Posted Aug 8, 2022 8:34 UTC (Mon) by rsidd (subscriber, #2582) [Link] (7 responses)

Yes, and Reiser was sentenced in 2008 to "15 years to life", so he may be released in 2023 (I'm not sure how it works).

In my opinion ReiserFS users should have made their migration plans in 2008 (and SuSE should have deprecated it at that time). Almost all hardware from that time must have been upgraded long ago; they should have avoided ReiserFS on any new machine. Reiser himself was already deprecating it in favour of Reiser4, and it was all practically a one-man show.

OpenSUSE considers dropping reiserfs

Posted Aug 8, 2022 13:59 UTC (Mon) by IanKelling (subscriber, #89418) [Link] (3 responses)

I'm not an expert, but afaik, 15 years to life in the US is generally considered a life sentence; only a small percentage get out.

It sounds like this removal is a good thing.

OpenSUSE considers dropping reiserfs

Posted Aug 11, 2022 3:42 UTC (Thu) by kena (subscriber, #2735) [Link] (2 responses)

This was gone into some detail at the time of conviction, as many people thought he was getting a sweet deal. Turns out that "15 years to life" can very much mean "to life," as the circumstances -- he proved he'd killed her by immediately locating her body -- were pretty damning. So what it does, in effect, is give the _chance_ that he could be let out earlier, but it's very likely he'll spend several more decades, if not his entire life, behind bars.
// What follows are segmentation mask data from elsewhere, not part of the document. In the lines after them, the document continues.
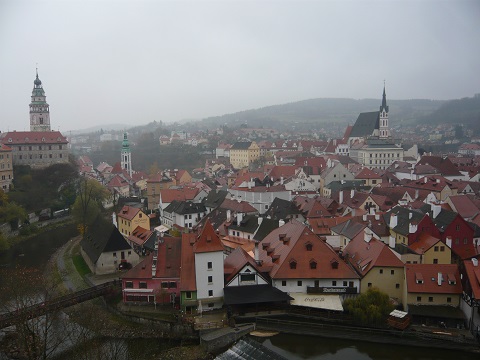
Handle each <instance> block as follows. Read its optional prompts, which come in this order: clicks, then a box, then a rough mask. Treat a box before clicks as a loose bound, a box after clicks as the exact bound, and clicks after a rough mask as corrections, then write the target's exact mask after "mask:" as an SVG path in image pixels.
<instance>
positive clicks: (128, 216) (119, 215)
mask: <svg viewBox="0 0 480 360" xmlns="http://www.w3.org/2000/svg"><path fill="white" fill-rule="evenodd" d="M140 212H142V210H140V209H139V208H136V207H133V206H128V205H125V206H124V207H122V209H121V210H120V211H119V212H118V214H117V216H118V217H121V218H124V219H127V220H129V221H131V220H132V219H133V218H134V217H135V216H137V214H138V213H140Z"/></svg>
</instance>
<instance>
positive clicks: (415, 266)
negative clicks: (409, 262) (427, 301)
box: [405, 264, 462, 295]
mask: <svg viewBox="0 0 480 360" xmlns="http://www.w3.org/2000/svg"><path fill="white" fill-rule="evenodd" d="M439 276H441V278H440V284H441V285H439ZM405 278H406V282H407V291H408V292H409V293H429V294H458V295H459V294H461V293H462V282H461V279H460V272H459V271H458V266H457V265H456V264H406V265H405Z"/></svg>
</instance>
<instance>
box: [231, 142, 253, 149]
mask: <svg viewBox="0 0 480 360" xmlns="http://www.w3.org/2000/svg"><path fill="white" fill-rule="evenodd" d="M250 145H252V142H251V141H238V142H236V143H235V144H233V145H232V147H231V148H230V150H247V149H248V148H249V147H250Z"/></svg>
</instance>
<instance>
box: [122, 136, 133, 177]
mask: <svg viewBox="0 0 480 360" xmlns="http://www.w3.org/2000/svg"><path fill="white" fill-rule="evenodd" d="M121 156H122V161H121V164H122V169H123V170H126V171H127V173H128V175H129V176H130V177H131V176H132V173H133V171H132V152H131V150H130V144H129V142H128V138H127V133H126V132H125V133H123V142H122V154H121Z"/></svg>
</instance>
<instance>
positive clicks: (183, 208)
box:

OpenSUSE considers dropping reiserfs

Posted Aug 16, 2022 14:39 UTC (Tue) by tome (subscriber, #3171) [Link] (1 responses)

> what it does, in effect, is give the _chance_ that he could be let out earlier

that generally requires remorse, of which Reiser has none

OpenSUSE considers dropping reiserfs

Posted Aug 16, 2022 16:22 UTC (Tue) by zdzichu (subscriber, #17118) [Link]

Why would he? It's illogical.

OpenSUSE considers dropping reiserfs

Posted Aug 8, 2022 14:15 UTC (Mon) by gwolf (subscriber, #14632) [Link] (1 responses)

Although ReiserFS does carry its creator's last name, and he was the ultimate authority on its workings... Don't expect him to run back to coding (with as great skills as he had back in 2008) as soon as (and of course, if) he gets out. Also, the kernel today is not the same as the kernel 15 years ago. We should all accept ReiserFS had some neat ideas, but its time has gone, and it should be removed — probably in stages (first from the distributions, later from the kernel). It is not _that_ hard to move over to a different FS (given a multi-year timespan).

OpenSUSE considers dropping reiserfs

Posted Aug 11, 2022 15:08 UTC (Thu) by Conan_Kudo (subscriber, #103240) [Link]

It is also possible to convert from ReiserFS to Btrfs in-place.

OpenSUSE considers dropping reiserfs

Posted Aug 20, 2022 21:20 UTC (Sat) by roblucid (guest, #48964) [Link]

Well that happened but reiserfs had been the default in SuSE, I remember changing to ext4 for the system fs and the distro announcing that reiserfs was no longer possible to support.